Microsoft Build: Wooing Windows 8 Developers

At the company's much-anticipated developer's conference, Microsoft works on expanding its universe of third-party apps.

By Jonathan Hassell
Fri, November 02, 2012

Computerworld — At Microsoft's Build conference, held this week in Redmond, Wash., the software giant's main objective was to entice developers and programmers to go forth and create apps for the Windows 8 and Windows Phone 8 ecosystem.

The company has apparently succeeded in wooing at least the Microsoft faithful, although there are questions about how many existing and new customers will ultimately jump to the dramatic revision of the company's flagship operating system.

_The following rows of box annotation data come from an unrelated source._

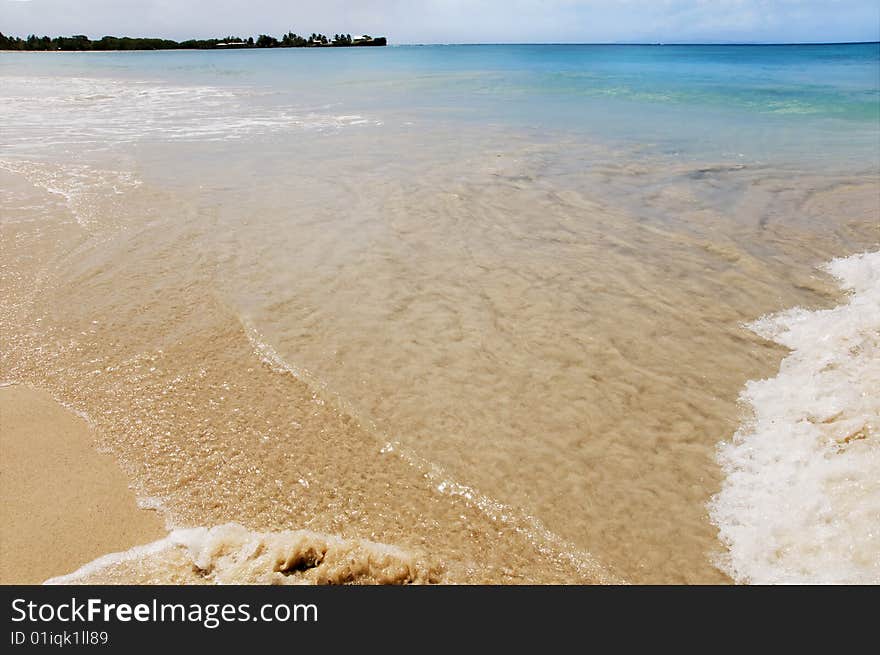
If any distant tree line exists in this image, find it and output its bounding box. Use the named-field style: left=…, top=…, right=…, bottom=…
left=0, top=32, right=387, bottom=51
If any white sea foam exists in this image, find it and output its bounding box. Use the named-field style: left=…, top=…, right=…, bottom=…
left=710, top=252, right=880, bottom=584
left=44, top=523, right=440, bottom=585
left=0, top=159, right=141, bottom=227
left=0, top=77, right=380, bottom=152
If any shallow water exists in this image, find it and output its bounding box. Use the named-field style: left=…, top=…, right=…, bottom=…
left=0, top=45, right=880, bottom=582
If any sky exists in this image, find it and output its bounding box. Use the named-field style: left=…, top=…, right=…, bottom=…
left=0, top=0, right=880, bottom=43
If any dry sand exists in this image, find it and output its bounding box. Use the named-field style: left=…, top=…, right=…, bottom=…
left=0, top=386, right=165, bottom=584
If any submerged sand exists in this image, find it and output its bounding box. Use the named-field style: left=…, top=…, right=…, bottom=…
left=0, top=385, right=165, bottom=584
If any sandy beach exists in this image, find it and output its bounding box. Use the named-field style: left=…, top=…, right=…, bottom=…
left=0, top=385, right=165, bottom=584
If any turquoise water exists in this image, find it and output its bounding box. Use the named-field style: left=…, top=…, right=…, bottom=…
left=0, top=43, right=880, bottom=164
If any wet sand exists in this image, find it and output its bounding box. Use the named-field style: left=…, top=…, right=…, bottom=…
left=0, top=385, right=165, bottom=584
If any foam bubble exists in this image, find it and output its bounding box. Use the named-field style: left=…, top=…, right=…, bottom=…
left=710, top=252, right=880, bottom=584
left=44, top=523, right=440, bottom=585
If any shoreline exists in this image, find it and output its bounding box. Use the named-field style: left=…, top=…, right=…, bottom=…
left=0, top=385, right=166, bottom=584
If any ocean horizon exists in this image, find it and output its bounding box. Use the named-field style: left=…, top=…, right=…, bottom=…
left=0, top=41, right=880, bottom=584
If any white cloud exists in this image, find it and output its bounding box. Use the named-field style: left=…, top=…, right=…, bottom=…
left=0, top=0, right=880, bottom=43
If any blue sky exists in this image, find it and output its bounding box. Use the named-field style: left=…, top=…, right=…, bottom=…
left=0, top=0, right=880, bottom=43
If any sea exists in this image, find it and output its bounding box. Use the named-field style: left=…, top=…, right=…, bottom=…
left=0, top=43, right=880, bottom=584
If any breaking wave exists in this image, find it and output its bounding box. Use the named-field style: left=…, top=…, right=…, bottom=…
left=710, top=252, right=880, bottom=584
left=44, top=523, right=441, bottom=585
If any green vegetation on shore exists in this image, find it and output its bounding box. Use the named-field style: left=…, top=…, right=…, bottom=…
left=0, top=32, right=387, bottom=51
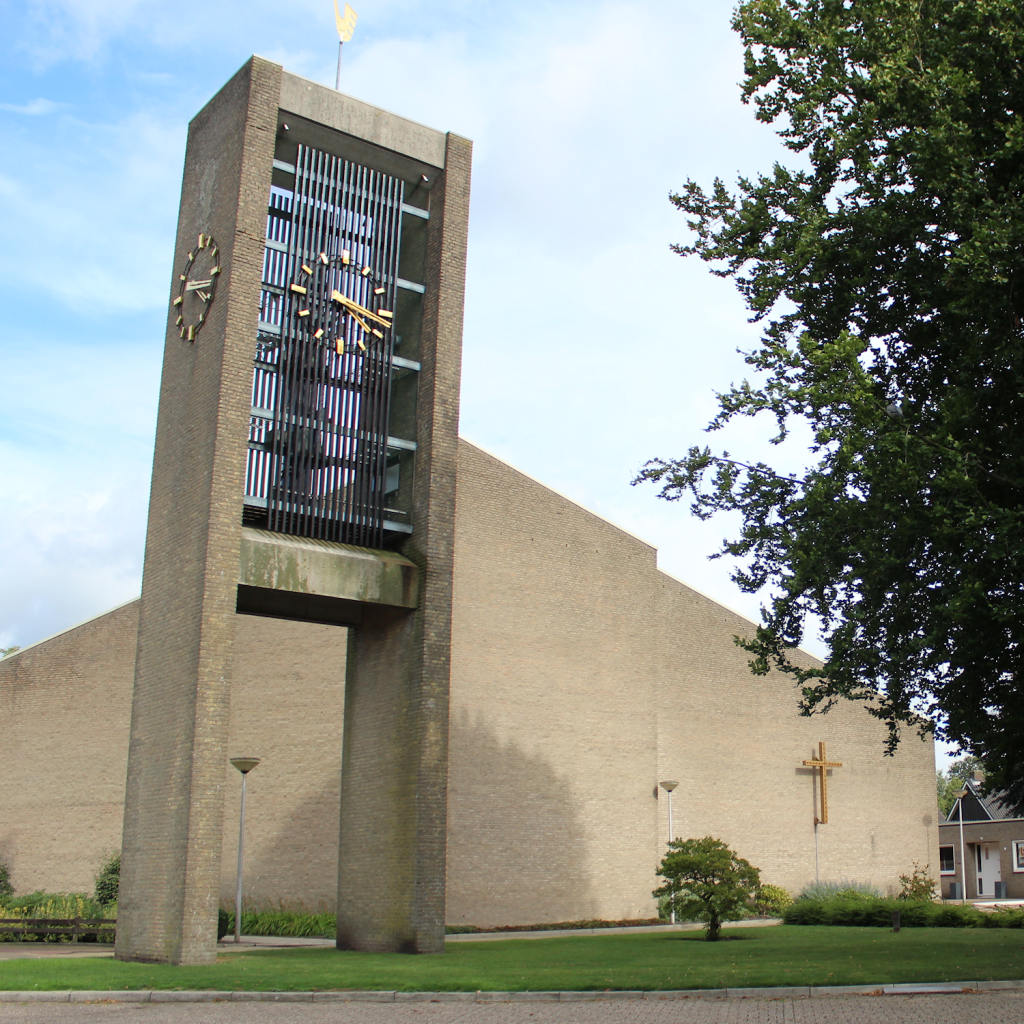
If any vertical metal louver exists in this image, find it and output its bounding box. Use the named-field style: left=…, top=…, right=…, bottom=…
left=246, top=145, right=403, bottom=548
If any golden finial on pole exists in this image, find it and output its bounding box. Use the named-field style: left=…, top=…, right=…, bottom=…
left=334, top=0, right=359, bottom=89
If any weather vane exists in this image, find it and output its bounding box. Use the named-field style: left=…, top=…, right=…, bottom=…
left=334, top=0, right=359, bottom=89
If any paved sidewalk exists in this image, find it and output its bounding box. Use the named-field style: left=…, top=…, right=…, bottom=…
left=0, top=990, right=1024, bottom=1024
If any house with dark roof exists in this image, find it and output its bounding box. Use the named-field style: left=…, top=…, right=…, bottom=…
left=939, top=772, right=1024, bottom=899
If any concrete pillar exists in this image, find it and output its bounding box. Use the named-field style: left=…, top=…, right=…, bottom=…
left=117, top=57, right=282, bottom=964
left=338, top=134, right=472, bottom=952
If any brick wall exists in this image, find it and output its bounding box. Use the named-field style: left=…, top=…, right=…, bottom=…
left=0, top=601, right=138, bottom=893
left=0, top=441, right=938, bottom=925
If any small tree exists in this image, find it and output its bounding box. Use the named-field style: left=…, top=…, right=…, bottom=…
left=896, top=861, right=935, bottom=900
left=653, top=836, right=761, bottom=942
left=95, top=851, right=121, bottom=906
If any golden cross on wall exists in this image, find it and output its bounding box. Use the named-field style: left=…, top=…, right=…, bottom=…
left=804, top=743, right=843, bottom=825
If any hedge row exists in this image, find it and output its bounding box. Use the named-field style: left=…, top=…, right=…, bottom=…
left=782, top=897, right=1024, bottom=928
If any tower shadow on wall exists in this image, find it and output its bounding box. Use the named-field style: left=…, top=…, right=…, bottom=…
left=445, top=711, right=598, bottom=927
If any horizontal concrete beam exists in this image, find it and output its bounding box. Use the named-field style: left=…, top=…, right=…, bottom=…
left=281, top=71, right=446, bottom=168
left=238, top=526, right=420, bottom=625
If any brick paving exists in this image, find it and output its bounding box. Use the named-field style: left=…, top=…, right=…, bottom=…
left=0, top=990, right=1024, bottom=1024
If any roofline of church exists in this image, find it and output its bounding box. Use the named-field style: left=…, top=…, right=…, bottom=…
left=0, top=597, right=140, bottom=662
left=0, top=434, right=821, bottom=663
left=459, top=434, right=824, bottom=665
left=459, top=434, right=657, bottom=552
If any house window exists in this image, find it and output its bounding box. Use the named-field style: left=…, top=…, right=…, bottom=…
left=1014, top=840, right=1024, bottom=872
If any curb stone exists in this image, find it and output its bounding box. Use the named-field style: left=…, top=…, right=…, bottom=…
left=0, top=980, right=1024, bottom=1002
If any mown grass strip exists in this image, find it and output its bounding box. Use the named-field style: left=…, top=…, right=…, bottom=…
left=0, top=926, right=1024, bottom=991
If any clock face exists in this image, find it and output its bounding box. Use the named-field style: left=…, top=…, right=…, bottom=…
left=171, top=234, right=220, bottom=341
left=289, top=249, right=393, bottom=354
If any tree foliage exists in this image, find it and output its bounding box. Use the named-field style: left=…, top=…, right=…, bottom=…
left=95, top=850, right=121, bottom=906
left=653, top=836, right=761, bottom=942
left=640, top=0, right=1024, bottom=812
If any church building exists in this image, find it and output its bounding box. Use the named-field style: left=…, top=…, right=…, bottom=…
left=0, top=57, right=938, bottom=964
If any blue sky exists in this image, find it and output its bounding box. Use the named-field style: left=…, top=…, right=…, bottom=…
left=0, top=0, right=954, bottom=770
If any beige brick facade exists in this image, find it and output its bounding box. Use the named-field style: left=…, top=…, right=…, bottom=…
left=0, top=441, right=938, bottom=925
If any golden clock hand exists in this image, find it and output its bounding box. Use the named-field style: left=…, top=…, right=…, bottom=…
left=331, top=291, right=391, bottom=330
left=348, top=309, right=373, bottom=334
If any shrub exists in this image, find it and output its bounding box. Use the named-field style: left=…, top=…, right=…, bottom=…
left=95, top=851, right=121, bottom=906
left=897, top=861, right=935, bottom=899
left=782, top=895, right=995, bottom=928
left=652, top=836, right=761, bottom=942
left=0, top=892, right=106, bottom=942
left=797, top=882, right=882, bottom=900
left=754, top=883, right=793, bottom=918
left=218, top=902, right=338, bottom=939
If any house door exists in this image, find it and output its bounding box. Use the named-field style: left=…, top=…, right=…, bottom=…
left=974, top=843, right=1002, bottom=896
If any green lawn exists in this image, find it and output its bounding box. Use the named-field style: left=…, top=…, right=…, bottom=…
left=0, top=926, right=1024, bottom=991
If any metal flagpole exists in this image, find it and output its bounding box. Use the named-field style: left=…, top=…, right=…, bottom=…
left=956, top=788, right=967, bottom=903
left=334, top=0, right=359, bottom=90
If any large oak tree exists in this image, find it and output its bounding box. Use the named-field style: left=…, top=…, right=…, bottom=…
left=641, top=0, right=1024, bottom=812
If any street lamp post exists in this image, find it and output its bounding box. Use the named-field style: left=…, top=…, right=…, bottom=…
left=953, top=788, right=967, bottom=903
left=231, top=758, right=260, bottom=942
left=662, top=780, right=679, bottom=925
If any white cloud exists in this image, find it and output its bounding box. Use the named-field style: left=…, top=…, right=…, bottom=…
left=0, top=99, right=67, bottom=118
left=0, top=0, right=815, bottom=655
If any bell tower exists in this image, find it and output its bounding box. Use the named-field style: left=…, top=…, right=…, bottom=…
left=117, top=57, right=471, bottom=964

Microsoft CEO Steve Ballmer showed off a variety of devices running Windows 8, from a tiny 10-in. touchable tablet to a huge 82-in. Perceptive Pixel touch-enabled display. Along with those devices came the showcase of the Windows 8 software itself as Ballmer demonstrated how Microsoft's services make transporting settings, data and personalizations across a user's tablet, desktop PC and phone appear to be transparent.

Along with this transformation comes the necessity of encouraging and kindling an ecosystem of apps and value-added services from those outside of Microsoft. As the company wrote in its recent 10K filing with the Securities and Exchange Commission, "The strategic importance of a vibrant ecosystem increases as we launch the Windows 8 operating system, Surface devices, and associated cloud-based services."

Surface is Microsoft's new family of tablet computers.

Crystallizing the opportunity

During his keynote presentation on the first day of the conference, Ballmer outlined the number of potential users and devices that developers can target. According to Ballmer, there are 670 million Windows 7 users potentially upgrading to Windows 8, and 400 million new unique devices these customers have that can take advantage of at least some of the new features and the environment in Windows 8.

Ballmer also showcased the large marketing investment Microsoft is making to raise the awareness of Windows in the marketplace. "You won't be able to turn on a TV or open a magazine without seeing a Microsoft Windows ad," Ballmer said Tuesday.

How early Windows 8 sales figures compare

Microsoft reported that in the period from Friday, October 26, the first day that Windows 8 was available for purchase by consumers, to the morning of Tuesday, October 29, the company sold to end users at least 4 million licenses of Windows 8. It sounds like a big number, and it is, but around the time Apple's revised operating system OS X Mountain Lion was released, that company sold 3 million licenses in the same amount of time.

Given Apple's much smaller installed base, the percentage of Apple users immediately updating to the new operating system as compared with Windows users upgrading as soon as the product was available is much higher -- a data point that causes some to question whether Windows 8 will meet the same success that Microsoft has grown accustomed to. Others say it is the law of large numbers at work; with an installed base as large as Windows enjoys, it will necessarily take longer for the percentages to match.